To: rocklobster who wrote (2385)1/15/2002 12:48:04 PM
From: Teresa Lo  Read Replies (1) | Respond to of 9012
 
It's not the fault of IB. This is what we call the "Death Spike", which happens unfortunately at times to those who enter buy stops above an important pivot - in this case, the high of the first hour. It's an artifact of computerized order matching.

T.



To: rocklobster who wrote (2385)1/15/2002 12:53:17 PM
From: Michael Watkins  Read Replies (1) | Respond to of 9012
 
rocklobster...

I know its no consolation but I can tell you that these 'death-spikes' that happen from time to time are virtually always 'legit' trades. They happen either spontaneously or because someone wants to take advantage of a big collection of stops put above a recent important high. And they happen fast thanks to computerized trading.

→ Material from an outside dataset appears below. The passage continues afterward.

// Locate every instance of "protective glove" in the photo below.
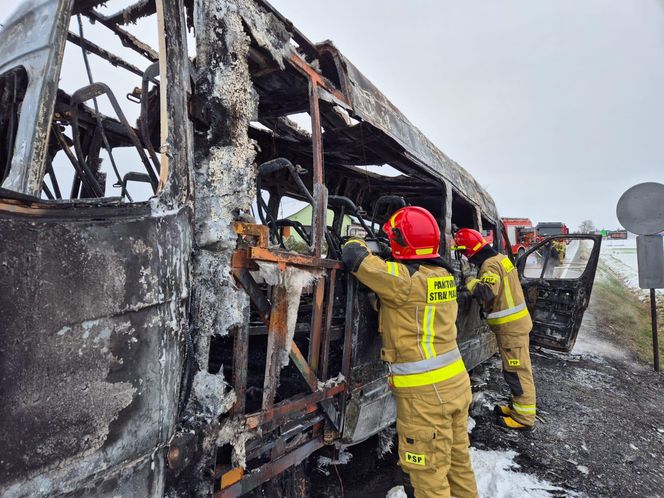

Basically in futures I think you are always at risk if you put stop loss orders just above or below the day's high/low.

So if short your option when its consolidating sideways is to have tighter stops within the consolidation and risk being stopped out, but at a more reasonable number to be sure.

For the same reason I will never place an entry order that is not a limit order. I almost always used Stop Limit to enter a position, where both price values are the same. Consequently I never get a bum price and generally am always filled.

Beware of obvious stop placements, they can and do get 'run'. FOMC meetings are the worst of course, they get run big time in *both* directions usually.



To: rocklobster who wrote (2385)1/15/2002 1:28:02 PM
From: Esteban  Read Replies (1) | Respond to of 9012
 
Rok,

Looking at the time and sales for the spike, your order executed about 10 seconds after the second bid of 1626. I think that's what triggers an IB stop, but since I don't use them my recollection is hazy. It looks to me like there were ample opportunities to fill at a price around 1630, if my QCharts T&S is accurate. I would expect to have filled around 30 had I sent a market order by hand at the time your stop should have triggered, even in the rushing environment. Anything above 1640 would indicate to me that the order entries were being delayed and I would expect that the order status color would show that fact.

The price didn't exceed 1640 until 8 of the 10 seconds had expired.

I doubt you have a case to reverse the fill, but I think you are due a report showing the time your order was sent to the CME and an explanation of why and where it was delayed.

My condolences,
Esteban



To: rocklobster who wrote (2385)1/15/2002 6:15:45 PM
From: hypostomus  Read Replies (1) | Respond to of 9012
 
RockLobster - Just curious, did you use a stop because you couldn't watch it, or as part of your system for exits? Thanks. - Mike



To: rocklobster who wrote (2385)1/16/2002 7:39:54 AM
From: fut_trade  Read Replies (2) | Respond to of 9012
 
"big spike around nine am today"

The futures are more liquid when the stock market is open. I would suggest not holding positions before 9:30 or after 4:00 PM.